Sources briefed on the matter said lawmakers are considering adding the Journalism Competition and Preservation Act to a must-pass annual defense bill as way to help the struggling local news industry.
Meta spokesperson Andy Stone in a tweet said the company would be forced to consider removing news if the law was passed “rather than submit to government-mandated negotiations that unfairly disregard any value we provide to news outlets through increased traffic and subscriptions.”
He added the proposal fails to recognize that publishers and broadcasters put content on the platform because “it benefits their bottom line – not the other way around.”
The News Media Alliance, a trade group representing newspaper publishers, is urging Congress to add the bill to the defense bill, arguing that “local papers cannot afford to endure several more years of Big Tech’s use and abuse, and time to take action is dwindling.
If Congress does not act soon, we risk allowing social media to become America’s de facto local newspaper.”
More than two dozen groups including the American Civil Liberties Union, Public Knowledge and the Computer & Communications Industry Association on Monday urged Congress not to approve the local news bill saying it would “create an ill-advised antitrust exemption for publishers and broadcasters” and argued the bill does not require “funds gained through negotiation or arbitration will even be paid to journalists.”

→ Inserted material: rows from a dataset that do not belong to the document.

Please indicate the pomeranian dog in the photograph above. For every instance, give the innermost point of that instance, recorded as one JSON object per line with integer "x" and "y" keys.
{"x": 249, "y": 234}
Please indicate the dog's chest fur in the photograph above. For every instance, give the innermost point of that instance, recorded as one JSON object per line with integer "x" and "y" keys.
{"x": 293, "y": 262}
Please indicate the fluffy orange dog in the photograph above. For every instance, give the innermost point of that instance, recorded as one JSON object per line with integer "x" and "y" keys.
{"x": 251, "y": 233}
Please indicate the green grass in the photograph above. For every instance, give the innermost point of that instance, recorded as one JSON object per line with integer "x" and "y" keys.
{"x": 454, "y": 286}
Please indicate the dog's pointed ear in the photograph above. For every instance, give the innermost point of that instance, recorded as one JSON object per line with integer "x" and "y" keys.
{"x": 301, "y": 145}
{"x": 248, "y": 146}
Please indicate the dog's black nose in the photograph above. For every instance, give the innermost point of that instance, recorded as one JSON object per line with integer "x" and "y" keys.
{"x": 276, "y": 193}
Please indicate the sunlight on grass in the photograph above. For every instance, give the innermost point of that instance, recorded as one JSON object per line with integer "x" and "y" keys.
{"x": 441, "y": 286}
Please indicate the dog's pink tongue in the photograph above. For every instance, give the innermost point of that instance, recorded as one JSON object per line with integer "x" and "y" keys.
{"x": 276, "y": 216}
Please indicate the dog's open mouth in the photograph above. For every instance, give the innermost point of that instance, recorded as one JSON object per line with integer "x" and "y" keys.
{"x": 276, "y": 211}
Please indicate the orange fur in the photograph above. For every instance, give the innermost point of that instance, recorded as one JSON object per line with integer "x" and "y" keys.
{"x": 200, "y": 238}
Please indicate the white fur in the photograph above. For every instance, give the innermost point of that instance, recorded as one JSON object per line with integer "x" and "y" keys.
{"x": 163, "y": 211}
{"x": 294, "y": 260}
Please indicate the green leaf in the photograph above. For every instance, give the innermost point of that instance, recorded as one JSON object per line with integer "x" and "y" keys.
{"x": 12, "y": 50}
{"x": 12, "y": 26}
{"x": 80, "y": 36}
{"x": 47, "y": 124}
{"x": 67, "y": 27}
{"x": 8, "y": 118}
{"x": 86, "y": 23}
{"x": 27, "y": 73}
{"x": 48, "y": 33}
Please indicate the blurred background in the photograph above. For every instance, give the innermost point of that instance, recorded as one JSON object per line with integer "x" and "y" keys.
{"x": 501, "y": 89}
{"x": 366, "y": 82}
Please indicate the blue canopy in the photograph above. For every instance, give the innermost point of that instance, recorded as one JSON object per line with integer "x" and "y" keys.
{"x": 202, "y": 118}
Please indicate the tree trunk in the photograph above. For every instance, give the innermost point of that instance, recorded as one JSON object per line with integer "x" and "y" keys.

A similar Australian law, which took effect in March 2021 after talks with the big tech firms led to a brief shutdown of Facebook news feeds in the country, has largely worked, a government report said.
Since the News Media Bargaining Code took effect, various tech firms including Meta and Alphabet have signed more than 30 deals with media outlets, compensating them for content that generated clicks and advertising dollars, the report added.